On 2024-Nov-10, Tom Lane wrote:

> This surprised me a bit too, because I thought we took a
> slightly-less-than-exclusive lock for FK additions or deletions.
> Tracing through it, I find that CloneFkReferencing opens the
> referenced relation with ShareRowExclusiveLock as I expected.
> But then we conclude that we can drop the existing FK enforcement
> triggers for the table being attached.  That causes us to take
> AccessExclusiveLock on the trigger itself, which is fine because
> nobody's really paying attention to that.  But then RemoveTriggerById
> takes AccessExclusiveLock on the trigger's table.  We already had
> that on the table being attached, but not on the other table.

Oooh.

> I wonder whether it'd be all right for RemoveTriggerById to take
> only ShareRowExclusiveLock on the trigger's table.  This seems
> OK in terms of basic semantics: that's enough to lock out
> anything that might want to fire triggers on the table.  However,
> this comment for AlterTableGetLockLevel gives me pause:
> 
>  * Also note that pg_dump uses only an AccessShareLock, meaning that anything
>  * that takes a lock less than AccessExclusiveLock can change object definitions
>  * while pg_dump is running.
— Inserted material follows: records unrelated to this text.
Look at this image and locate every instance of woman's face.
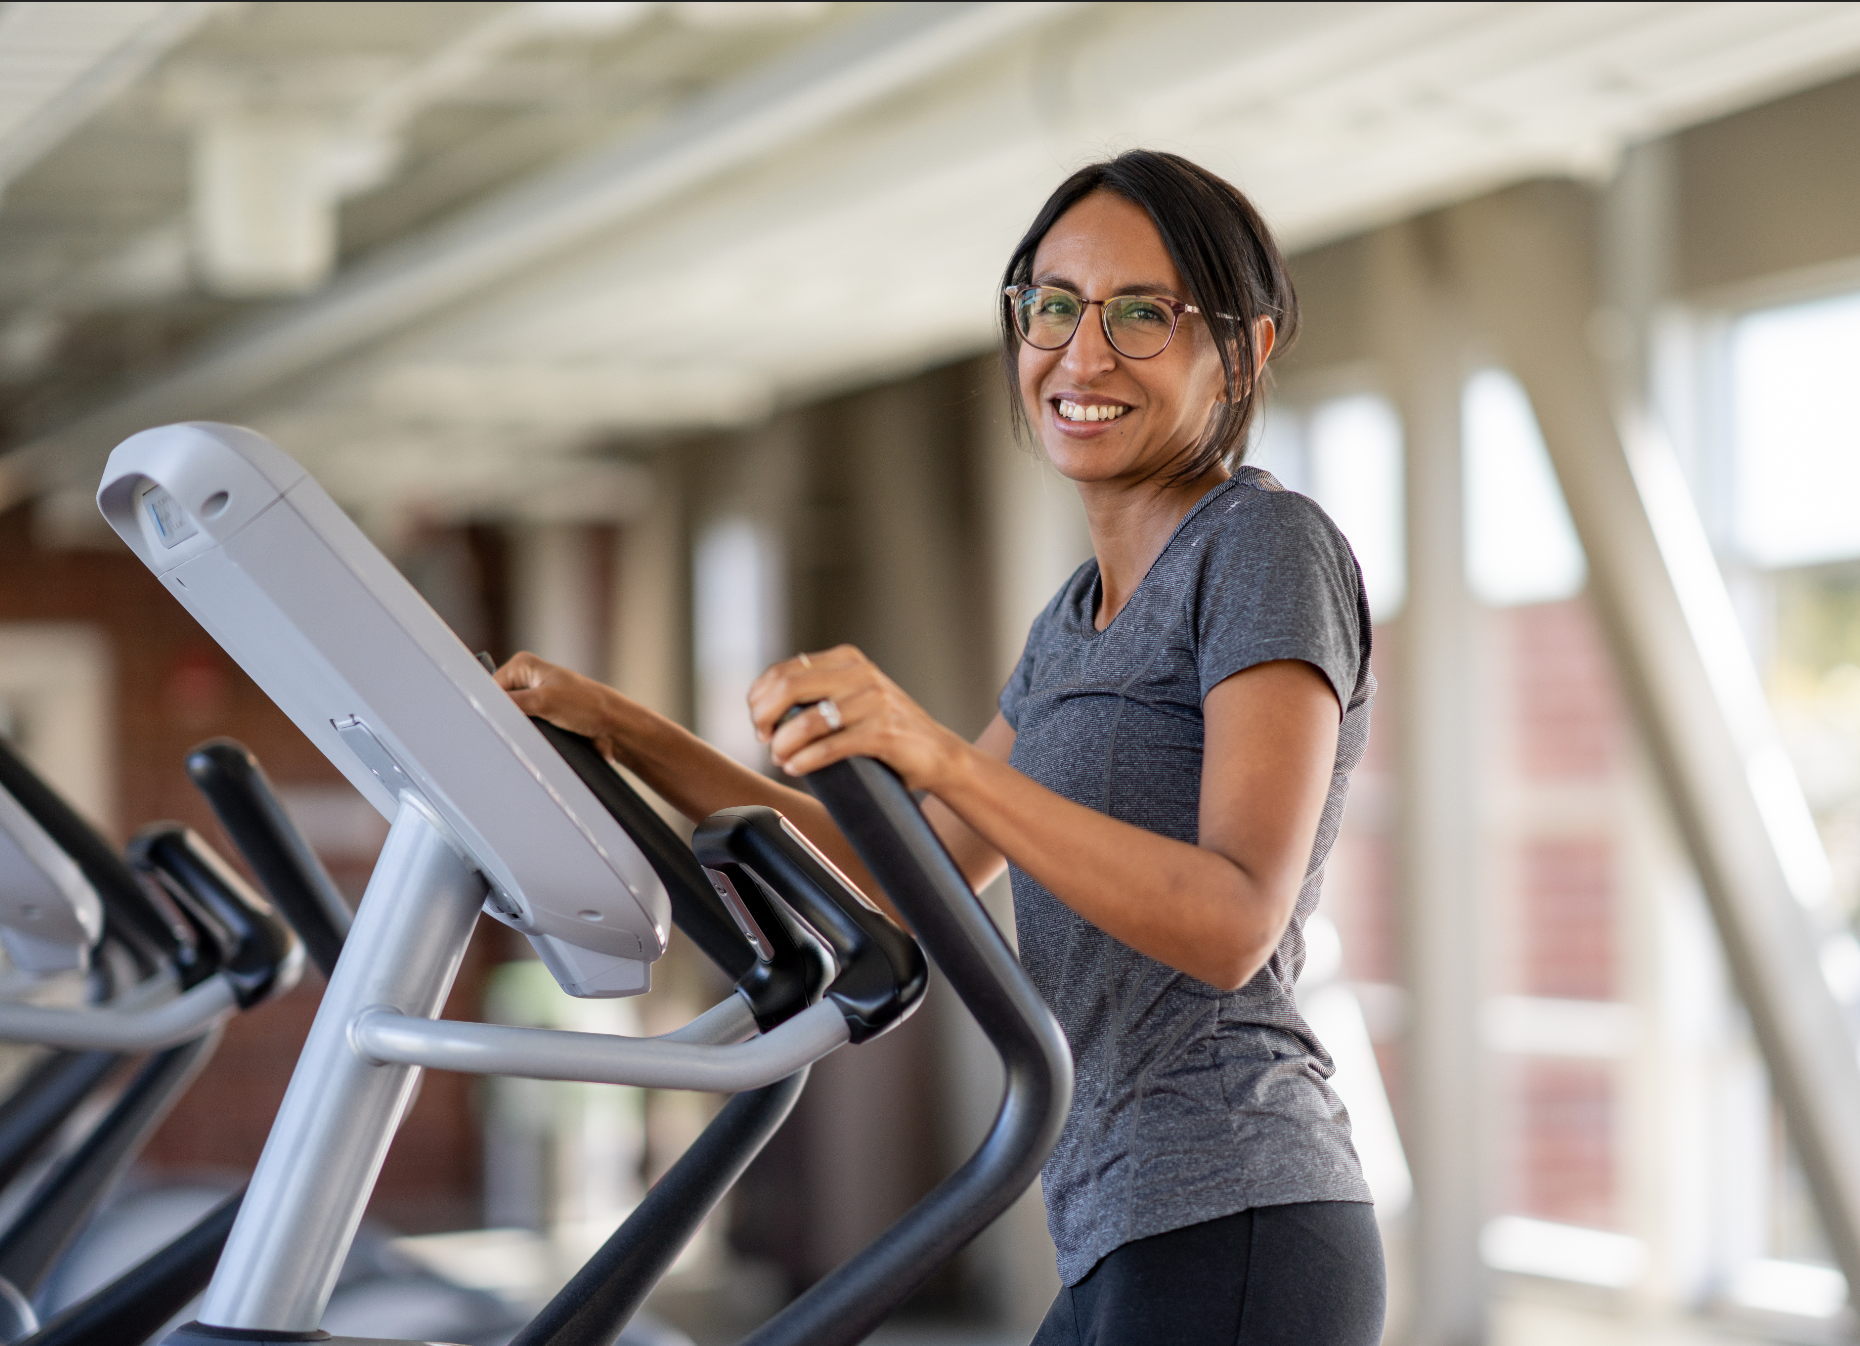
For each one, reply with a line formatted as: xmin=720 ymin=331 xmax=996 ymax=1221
xmin=1017 ymin=190 xmax=1233 ymax=489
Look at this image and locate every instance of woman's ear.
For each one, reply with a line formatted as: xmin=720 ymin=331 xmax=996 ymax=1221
xmin=1217 ymin=316 xmax=1277 ymax=405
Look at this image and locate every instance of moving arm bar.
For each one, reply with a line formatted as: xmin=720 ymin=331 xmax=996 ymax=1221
xmin=186 ymin=740 xmax=351 ymax=979
xmin=739 ymin=756 xmax=1073 ymax=1346
xmin=351 ymin=997 xmax=847 ymax=1091
xmin=0 ymin=977 xmax=237 ymax=1050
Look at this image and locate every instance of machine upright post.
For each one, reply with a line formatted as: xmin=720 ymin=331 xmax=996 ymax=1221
xmin=194 ymin=799 xmax=485 ymax=1334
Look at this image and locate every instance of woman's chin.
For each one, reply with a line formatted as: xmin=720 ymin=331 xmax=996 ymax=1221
xmin=1041 ymin=436 xmax=1161 ymax=487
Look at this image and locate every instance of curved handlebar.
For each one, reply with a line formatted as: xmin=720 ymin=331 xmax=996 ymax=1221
xmin=694 ymin=807 xmax=926 ymax=1043
xmin=184 ymin=740 xmax=351 ymax=980
xmin=738 ymin=754 xmax=1073 ymax=1346
xmin=128 ymin=826 xmax=302 ymax=1010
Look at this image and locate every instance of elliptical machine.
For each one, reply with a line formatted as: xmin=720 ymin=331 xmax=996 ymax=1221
xmin=0 ymin=735 xmax=302 ymax=1341
xmin=99 ymin=422 xmax=1072 ymax=1346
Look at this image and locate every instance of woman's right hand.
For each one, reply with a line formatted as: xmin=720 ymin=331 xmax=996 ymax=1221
xmin=494 ymin=652 xmax=632 ymax=765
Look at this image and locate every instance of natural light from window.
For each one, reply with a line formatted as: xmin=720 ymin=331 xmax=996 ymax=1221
xmin=1731 ymin=291 xmax=1860 ymax=569
xmin=1307 ymin=394 xmax=1406 ymax=621
xmin=1463 ymin=368 xmax=1586 ymax=607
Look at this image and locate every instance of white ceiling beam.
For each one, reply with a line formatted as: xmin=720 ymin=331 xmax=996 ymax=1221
xmin=0 ymin=0 xmax=1083 ymax=507
xmin=298 ymin=0 xmax=1860 ymax=440
xmin=0 ymin=1 xmax=218 ymax=191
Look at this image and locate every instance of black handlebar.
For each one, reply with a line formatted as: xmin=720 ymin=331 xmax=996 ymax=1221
xmin=0 ymin=1034 xmax=218 ymax=1300
xmin=0 ymin=735 xmax=201 ymax=981
xmin=532 ymin=720 xmax=835 ymax=1030
xmin=185 ymin=740 xmax=351 ymax=980
xmin=694 ymin=807 xmax=925 ymax=1043
xmin=738 ymin=754 xmax=1073 ymax=1346
xmin=127 ymin=826 xmax=299 ymax=1010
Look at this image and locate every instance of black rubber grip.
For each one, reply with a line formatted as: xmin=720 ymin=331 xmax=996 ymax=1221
xmin=529 ymin=720 xmax=831 ymax=1027
xmin=127 ymin=826 xmax=299 ymax=1010
xmin=694 ymin=807 xmax=925 ymax=1043
xmin=528 ymin=719 xmax=751 ymax=979
xmin=185 ymin=740 xmax=350 ymax=980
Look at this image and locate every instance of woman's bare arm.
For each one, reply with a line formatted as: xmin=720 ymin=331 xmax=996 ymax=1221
xmin=751 ymin=648 xmax=1338 ymax=990
xmin=494 ymin=653 xmax=1009 ymax=914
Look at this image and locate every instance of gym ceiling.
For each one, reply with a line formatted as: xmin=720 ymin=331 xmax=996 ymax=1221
xmin=2 ymin=0 xmax=1859 ymax=529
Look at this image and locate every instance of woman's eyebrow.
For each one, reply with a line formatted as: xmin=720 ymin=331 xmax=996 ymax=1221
xmin=1030 ymin=272 xmax=1182 ymax=299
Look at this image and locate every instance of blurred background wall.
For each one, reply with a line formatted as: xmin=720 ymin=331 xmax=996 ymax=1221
xmin=4 ymin=4 xmax=1860 ymax=1343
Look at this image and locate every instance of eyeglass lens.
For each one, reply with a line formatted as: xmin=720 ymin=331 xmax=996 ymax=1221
xmin=1014 ymin=287 xmax=1180 ymax=359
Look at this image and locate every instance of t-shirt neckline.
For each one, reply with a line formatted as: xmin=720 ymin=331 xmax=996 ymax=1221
xmin=1077 ymin=472 xmax=1250 ymax=636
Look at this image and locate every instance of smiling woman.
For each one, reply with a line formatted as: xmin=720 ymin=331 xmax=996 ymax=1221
xmin=497 ymin=149 xmax=1382 ymax=1346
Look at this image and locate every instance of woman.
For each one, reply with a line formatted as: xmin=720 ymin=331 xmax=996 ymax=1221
xmin=498 ymin=149 xmax=1383 ymax=1345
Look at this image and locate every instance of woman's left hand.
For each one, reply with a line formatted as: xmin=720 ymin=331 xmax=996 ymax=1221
xmin=748 ymin=645 xmax=967 ymax=791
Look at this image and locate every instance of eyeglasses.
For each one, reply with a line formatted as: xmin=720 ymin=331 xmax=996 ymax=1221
xmin=1005 ymin=284 xmax=1200 ymax=360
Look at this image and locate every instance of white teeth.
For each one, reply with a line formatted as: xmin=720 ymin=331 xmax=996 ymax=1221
xmin=1058 ymin=400 xmax=1128 ymax=423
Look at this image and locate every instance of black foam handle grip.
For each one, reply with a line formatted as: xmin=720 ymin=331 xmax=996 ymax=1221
xmin=185 ymin=740 xmax=350 ymax=980
xmin=127 ymin=825 xmax=299 ymax=1010
xmin=736 ymin=754 xmax=1073 ymax=1346
xmin=528 ymin=719 xmax=830 ymax=1027
xmin=693 ymin=807 xmax=925 ymax=1043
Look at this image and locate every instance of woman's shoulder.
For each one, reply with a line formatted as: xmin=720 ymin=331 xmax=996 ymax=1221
xmin=1174 ymin=468 xmax=1373 ymax=698
xmin=1178 ymin=468 xmax=1360 ymax=589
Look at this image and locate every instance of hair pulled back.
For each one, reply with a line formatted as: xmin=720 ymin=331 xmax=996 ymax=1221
xmin=999 ymin=149 xmax=1298 ymax=483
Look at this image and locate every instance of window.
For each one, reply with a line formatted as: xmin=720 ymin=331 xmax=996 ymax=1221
xmin=1257 ymin=393 xmax=1406 ymax=620
xmin=1730 ymin=291 xmax=1860 ymax=569
xmin=1463 ymin=369 xmax=1585 ymax=607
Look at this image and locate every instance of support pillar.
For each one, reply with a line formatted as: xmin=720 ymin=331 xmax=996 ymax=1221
xmin=1372 ymin=218 xmax=1487 ymax=1346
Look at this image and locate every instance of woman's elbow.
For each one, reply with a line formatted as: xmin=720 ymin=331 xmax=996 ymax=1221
xmin=1198 ymin=899 xmax=1296 ymax=991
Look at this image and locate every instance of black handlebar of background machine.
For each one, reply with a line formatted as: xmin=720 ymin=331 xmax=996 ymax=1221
xmin=21 ymin=730 xmax=840 ymax=1346
xmin=8 ymin=747 xmax=316 ymax=1346
xmin=0 ymin=820 xmax=300 ymax=1311
xmin=128 ymin=826 xmax=298 ymax=1009
xmin=733 ymin=753 xmax=1073 ymax=1346
xmin=184 ymin=741 xmax=351 ymax=980
xmin=0 ymin=737 xmax=202 ymax=983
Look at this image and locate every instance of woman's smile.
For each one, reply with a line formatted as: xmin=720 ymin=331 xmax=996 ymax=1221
xmin=1051 ymin=394 xmax=1134 ymax=433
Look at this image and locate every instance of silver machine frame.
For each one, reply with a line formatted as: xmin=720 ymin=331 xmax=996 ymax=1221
xmin=199 ymin=796 xmax=849 ymax=1331
xmin=94 ymin=424 xmax=865 ymax=1339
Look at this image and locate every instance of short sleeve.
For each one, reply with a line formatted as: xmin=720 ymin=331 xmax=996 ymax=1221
xmin=1193 ymin=488 xmax=1369 ymax=714
xmin=997 ymin=560 xmax=1092 ymax=730
xmin=998 ymin=637 xmax=1036 ymax=730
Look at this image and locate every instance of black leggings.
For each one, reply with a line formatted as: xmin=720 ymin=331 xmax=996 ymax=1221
xmin=1031 ymin=1202 xmax=1385 ymax=1346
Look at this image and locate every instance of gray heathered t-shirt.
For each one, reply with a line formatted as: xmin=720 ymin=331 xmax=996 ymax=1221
xmin=999 ymin=466 xmax=1376 ymax=1286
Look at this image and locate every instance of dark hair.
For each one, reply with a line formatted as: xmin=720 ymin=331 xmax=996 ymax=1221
xmin=999 ymin=149 xmax=1298 ymax=483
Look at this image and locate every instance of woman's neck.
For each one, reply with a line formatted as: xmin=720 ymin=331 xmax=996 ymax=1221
xmin=1080 ymin=465 xmax=1230 ymax=631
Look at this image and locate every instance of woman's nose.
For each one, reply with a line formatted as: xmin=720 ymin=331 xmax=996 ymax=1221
xmin=1061 ymin=307 xmax=1117 ymax=377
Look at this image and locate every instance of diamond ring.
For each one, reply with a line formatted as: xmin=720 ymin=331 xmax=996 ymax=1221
xmin=817 ymin=698 xmax=843 ymax=732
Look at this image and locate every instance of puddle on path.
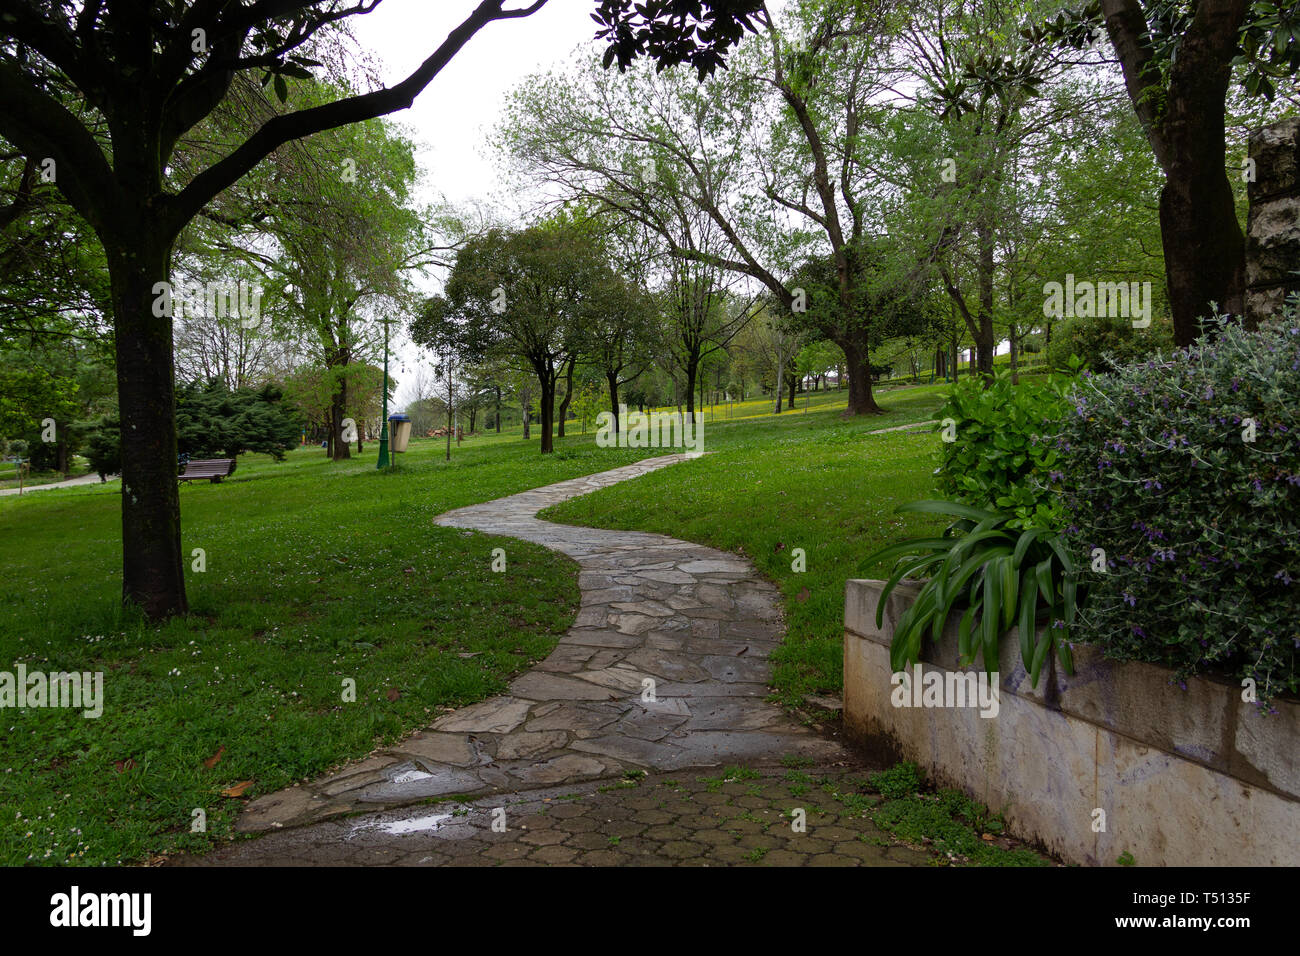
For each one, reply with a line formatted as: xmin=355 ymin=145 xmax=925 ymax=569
xmin=348 ymin=811 xmax=456 ymax=838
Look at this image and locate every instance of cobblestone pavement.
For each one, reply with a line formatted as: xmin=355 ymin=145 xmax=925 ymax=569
xmin=174 ymin=768 xmax=935 ymax=867
xmin=226 ymin=454 xmax=851 ymax=841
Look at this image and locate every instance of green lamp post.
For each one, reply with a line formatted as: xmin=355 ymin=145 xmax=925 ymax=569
xmin=376 ymin=315 xmax=391 ymax=470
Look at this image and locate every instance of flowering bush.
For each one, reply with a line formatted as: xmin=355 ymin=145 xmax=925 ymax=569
xmin=1055 ymin=316 xmax=1300 ymax=706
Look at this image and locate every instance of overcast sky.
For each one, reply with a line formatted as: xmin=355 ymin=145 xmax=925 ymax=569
xmin=353 ymin=0 xmax=602 ymax=207
xmin=349 ymin=1 xmax=606 ymax=404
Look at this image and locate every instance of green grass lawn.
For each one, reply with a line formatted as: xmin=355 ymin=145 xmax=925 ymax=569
xmin=0 ymin=382 xmax=947 ymax=865
xmin=545 ymin=383 xmax=949 ymax=706
xmin=0 ymin=433 xmax=658 ymax=865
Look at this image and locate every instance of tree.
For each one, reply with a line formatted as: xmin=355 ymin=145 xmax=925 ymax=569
xmin=502 ymin=0 xmax=931 ymax=415
xmin=0 ymin=0 xmax=559 ymax=618
xmin=1034 ymin=0 xmax=1300 ymax=343
xmin=442 ymin=225 xmax=609 ymax=453
xmin=0 ymin=0 xmax=787 ymax=618
xmin=175 ymin=380 xmax=302 ymax=460
xmin=737 ymin=301 xmax=803 ymax=413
Be careful to check that the appropriate data is
>  * derived by pg_dump using an MVCC snapshot, rather than syscache lookups,
>  * otherwise we might end up with an inconsistent dump that can't restore.
> 
> I think pg_dump uses pg_get_triggerdef, which is probably not
> safe in these terms.

Looking at pg_get_triggerdef_worker, it is not using syscache but a
systable scan, which uses the catalog snapshot.  A catalog snapshot is
indeed implemented as an MVCC snapshot (so strictly speaking it _is_ an
MVCC snapshot), but the invalidation rules are different from a normal
MVCC snapshot, so AFAIU it's still unsafe.

> An alternative answer might be what Alvaro was muttering about
> the other day: redesign FKs for partitioned tables so that we
> do not have to change the set of triggers when attaching/detaching.

Hmm, I hadn't thought about this idea in those terms, but perhaps we
could reimplement this by not having one trigger for each RI check, but
instead a single trigger which internally determines which FK
constraints exist on the table and does the necessary work in a single
pass.  Then we don't need to add/drop triggers all the time, but we just
add it with the first FK in the table, and remove it when dropping the
last FK.

For tables with many FKs, this could be a win, because we'd only go
through the trigger machinery once.  If a table has both outgoing and
incoming FKs, maybe we could have _one_ single trigger.

(I think this would be orthogonal with the project to stop using SPI for
RI triggers.)

-- 
Álvaro Herrera         PostgreSQL Developer  —  https://www.EnterpriseDB.com/